Government of all shades has been guilty in the past of treating the internet as a large storeroom for documents rather than an interactive experience for the user. Think of the warehouse at the end of Raiders of the Lost Arc for an idea of how documents were treated across officialdom; another one wheeled in and placed on a rack to gather dust.

PDFatigue

But, we’ve started to see a bit of a change in the last few years from loads of directions: firstly, as ever, GDS changed the rules on how government works online and started treating the user as engaged and intelligent. But elsewhere there have been smaller rebellions about this as people have started to realise the limitations of uploaded documents. This year we’ve seen House of Lords select committees upload reports using only web pages and youtube videos instead of a lengthy and often poorly-read PDF.

What did we do?

This brings us our work on the GCN competency framework: this is a fantastic set of professional development tools for professional communicators throughout government to see the standards they should be meeting and how to progress through training. That is exactly the sort of information interaction that the web was built for, and in the past it was exactly the sort of thing that would have been relegated to a PDF.

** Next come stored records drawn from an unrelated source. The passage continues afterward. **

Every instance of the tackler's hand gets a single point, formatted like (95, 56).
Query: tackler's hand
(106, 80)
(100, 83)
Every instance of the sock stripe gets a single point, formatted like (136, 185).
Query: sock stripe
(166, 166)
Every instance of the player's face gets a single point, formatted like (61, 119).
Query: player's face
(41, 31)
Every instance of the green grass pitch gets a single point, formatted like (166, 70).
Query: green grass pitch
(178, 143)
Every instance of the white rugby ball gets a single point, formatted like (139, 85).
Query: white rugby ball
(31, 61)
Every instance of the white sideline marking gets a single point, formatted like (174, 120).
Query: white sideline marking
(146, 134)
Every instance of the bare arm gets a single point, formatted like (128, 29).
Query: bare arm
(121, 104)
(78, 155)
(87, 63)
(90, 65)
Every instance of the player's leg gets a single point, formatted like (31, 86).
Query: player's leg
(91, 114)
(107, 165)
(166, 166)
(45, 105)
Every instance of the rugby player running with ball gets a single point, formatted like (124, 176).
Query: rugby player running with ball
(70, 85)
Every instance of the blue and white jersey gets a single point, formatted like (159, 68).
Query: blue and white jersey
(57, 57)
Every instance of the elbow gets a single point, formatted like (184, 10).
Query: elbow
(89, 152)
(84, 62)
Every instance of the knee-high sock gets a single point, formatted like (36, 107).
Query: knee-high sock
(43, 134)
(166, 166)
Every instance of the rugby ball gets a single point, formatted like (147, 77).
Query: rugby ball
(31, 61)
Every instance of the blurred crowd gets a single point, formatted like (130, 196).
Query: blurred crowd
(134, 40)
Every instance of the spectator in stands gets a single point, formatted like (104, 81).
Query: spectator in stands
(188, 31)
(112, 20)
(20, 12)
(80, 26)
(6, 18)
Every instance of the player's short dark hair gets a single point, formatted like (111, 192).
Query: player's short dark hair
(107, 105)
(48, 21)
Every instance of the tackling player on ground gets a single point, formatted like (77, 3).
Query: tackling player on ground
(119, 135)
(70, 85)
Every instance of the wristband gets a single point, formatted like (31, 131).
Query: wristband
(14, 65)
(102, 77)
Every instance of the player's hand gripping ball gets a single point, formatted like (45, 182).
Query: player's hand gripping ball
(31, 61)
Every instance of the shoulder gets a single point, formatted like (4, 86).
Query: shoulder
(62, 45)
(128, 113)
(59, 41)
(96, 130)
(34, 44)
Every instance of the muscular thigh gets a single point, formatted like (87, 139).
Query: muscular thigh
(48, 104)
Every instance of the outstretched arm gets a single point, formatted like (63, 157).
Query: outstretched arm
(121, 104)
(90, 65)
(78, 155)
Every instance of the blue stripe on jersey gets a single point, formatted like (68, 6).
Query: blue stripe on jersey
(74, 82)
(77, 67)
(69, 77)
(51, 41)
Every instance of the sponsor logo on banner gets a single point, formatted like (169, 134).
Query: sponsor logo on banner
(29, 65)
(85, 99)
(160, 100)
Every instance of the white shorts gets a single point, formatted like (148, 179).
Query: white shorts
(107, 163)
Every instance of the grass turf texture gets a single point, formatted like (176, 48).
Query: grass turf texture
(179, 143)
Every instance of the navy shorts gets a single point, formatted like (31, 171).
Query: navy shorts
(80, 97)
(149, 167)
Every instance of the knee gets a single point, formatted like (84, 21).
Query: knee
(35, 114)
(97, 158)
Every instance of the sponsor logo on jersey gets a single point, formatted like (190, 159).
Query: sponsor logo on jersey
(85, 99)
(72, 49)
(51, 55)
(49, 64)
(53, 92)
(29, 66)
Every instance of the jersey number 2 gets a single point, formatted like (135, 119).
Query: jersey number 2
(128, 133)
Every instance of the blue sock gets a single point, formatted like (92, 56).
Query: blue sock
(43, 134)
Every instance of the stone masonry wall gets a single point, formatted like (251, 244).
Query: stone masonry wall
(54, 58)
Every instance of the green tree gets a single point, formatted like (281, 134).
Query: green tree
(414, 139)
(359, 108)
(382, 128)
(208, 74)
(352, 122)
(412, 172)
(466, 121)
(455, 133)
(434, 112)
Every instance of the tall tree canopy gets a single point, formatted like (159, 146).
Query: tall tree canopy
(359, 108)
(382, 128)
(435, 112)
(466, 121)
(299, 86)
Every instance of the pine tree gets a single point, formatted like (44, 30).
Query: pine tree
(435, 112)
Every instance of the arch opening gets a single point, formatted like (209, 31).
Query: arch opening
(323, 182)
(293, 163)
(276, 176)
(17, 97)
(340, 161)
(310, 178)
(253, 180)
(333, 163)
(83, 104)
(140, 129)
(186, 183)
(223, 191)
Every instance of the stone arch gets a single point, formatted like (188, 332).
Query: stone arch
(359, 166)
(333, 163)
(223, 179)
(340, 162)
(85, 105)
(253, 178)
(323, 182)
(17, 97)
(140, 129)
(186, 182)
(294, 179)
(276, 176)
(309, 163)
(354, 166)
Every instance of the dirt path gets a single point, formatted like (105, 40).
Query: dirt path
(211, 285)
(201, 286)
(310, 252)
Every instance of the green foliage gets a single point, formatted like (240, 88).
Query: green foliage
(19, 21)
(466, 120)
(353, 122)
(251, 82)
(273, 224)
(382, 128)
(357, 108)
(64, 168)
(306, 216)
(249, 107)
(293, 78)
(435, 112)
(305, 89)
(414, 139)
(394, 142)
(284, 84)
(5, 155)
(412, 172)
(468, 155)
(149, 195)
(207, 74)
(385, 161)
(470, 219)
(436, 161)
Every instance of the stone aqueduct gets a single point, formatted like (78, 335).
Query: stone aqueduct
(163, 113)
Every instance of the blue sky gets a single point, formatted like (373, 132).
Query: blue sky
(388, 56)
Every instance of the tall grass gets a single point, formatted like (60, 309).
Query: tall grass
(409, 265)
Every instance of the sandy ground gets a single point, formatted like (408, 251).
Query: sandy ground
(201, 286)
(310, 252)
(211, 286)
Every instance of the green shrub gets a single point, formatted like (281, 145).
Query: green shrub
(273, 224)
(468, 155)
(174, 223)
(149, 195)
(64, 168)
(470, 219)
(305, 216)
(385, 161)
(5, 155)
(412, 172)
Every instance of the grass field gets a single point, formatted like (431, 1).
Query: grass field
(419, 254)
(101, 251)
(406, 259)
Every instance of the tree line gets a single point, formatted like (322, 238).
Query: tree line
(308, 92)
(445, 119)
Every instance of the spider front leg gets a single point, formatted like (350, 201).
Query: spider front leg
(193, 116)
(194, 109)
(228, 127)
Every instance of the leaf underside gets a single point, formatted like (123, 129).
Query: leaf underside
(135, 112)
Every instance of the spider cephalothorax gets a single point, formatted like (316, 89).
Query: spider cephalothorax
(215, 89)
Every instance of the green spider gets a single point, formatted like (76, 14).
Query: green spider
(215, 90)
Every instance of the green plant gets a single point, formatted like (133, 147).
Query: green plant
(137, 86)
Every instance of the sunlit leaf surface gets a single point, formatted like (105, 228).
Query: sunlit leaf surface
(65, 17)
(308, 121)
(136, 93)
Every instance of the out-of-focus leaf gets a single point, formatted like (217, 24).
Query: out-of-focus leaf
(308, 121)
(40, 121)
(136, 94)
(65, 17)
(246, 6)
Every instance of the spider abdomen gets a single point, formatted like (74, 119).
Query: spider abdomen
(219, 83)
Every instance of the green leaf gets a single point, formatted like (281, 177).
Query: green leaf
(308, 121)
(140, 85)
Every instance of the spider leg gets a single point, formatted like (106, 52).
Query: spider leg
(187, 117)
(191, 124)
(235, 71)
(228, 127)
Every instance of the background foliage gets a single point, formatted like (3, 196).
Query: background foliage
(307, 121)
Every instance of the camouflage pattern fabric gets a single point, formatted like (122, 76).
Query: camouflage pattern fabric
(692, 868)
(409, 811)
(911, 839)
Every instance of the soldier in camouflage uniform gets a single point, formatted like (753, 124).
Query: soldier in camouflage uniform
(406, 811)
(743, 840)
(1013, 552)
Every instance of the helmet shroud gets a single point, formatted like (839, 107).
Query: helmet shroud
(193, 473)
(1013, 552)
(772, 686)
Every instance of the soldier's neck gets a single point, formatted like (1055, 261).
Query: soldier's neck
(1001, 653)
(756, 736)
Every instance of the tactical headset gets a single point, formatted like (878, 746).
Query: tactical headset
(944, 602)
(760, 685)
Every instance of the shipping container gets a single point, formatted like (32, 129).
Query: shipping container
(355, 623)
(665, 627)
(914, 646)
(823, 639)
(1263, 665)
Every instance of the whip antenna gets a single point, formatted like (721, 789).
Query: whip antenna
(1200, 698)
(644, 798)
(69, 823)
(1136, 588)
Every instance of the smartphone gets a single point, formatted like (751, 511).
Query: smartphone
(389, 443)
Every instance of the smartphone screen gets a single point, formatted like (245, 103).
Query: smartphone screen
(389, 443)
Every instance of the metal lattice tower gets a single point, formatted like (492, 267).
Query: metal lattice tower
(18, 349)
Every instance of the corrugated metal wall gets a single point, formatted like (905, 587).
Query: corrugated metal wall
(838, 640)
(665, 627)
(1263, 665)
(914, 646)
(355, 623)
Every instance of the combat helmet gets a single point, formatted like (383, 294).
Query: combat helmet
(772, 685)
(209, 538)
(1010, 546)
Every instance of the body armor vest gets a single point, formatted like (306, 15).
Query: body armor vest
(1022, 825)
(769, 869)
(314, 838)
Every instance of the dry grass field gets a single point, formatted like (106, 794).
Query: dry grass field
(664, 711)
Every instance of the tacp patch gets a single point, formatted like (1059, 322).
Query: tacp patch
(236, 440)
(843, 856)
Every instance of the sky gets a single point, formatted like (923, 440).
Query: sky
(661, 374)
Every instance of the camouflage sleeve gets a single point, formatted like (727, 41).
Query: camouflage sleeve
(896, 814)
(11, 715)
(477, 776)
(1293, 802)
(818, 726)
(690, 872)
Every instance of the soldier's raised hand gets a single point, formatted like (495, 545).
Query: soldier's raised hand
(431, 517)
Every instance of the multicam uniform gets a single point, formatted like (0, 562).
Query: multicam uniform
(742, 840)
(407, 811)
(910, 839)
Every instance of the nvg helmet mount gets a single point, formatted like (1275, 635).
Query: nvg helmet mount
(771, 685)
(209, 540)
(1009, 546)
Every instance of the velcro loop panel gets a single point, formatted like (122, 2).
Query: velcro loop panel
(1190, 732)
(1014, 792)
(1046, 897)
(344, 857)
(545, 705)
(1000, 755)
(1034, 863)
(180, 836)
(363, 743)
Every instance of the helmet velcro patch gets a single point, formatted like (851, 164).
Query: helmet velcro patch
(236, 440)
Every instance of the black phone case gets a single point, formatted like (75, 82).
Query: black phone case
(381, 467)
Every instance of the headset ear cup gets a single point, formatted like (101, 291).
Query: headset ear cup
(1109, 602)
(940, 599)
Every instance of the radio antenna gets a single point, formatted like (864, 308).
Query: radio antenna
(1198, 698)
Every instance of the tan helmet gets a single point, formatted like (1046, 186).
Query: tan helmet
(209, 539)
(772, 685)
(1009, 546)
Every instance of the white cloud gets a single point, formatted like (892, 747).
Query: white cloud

What we’ve created instead is something interactive, that presents an intuitive user journey and makes the information the star rather as opposed to the medium getting in the way.

With a project like this it is important to keep the user at the heart of the interaction. Lily has been talking about this recently and it is something that we keep at the heart of what we do. Taking information that used to be flat and making it something that a government communicator would want to read is more than just intuition, it is a process with stages, iterations, questions and answers.

We’ve been working on this approach, taking our lead from the Service Design Manual and we’re keen to keep looking at it and iterate the way that we work to make information interactive.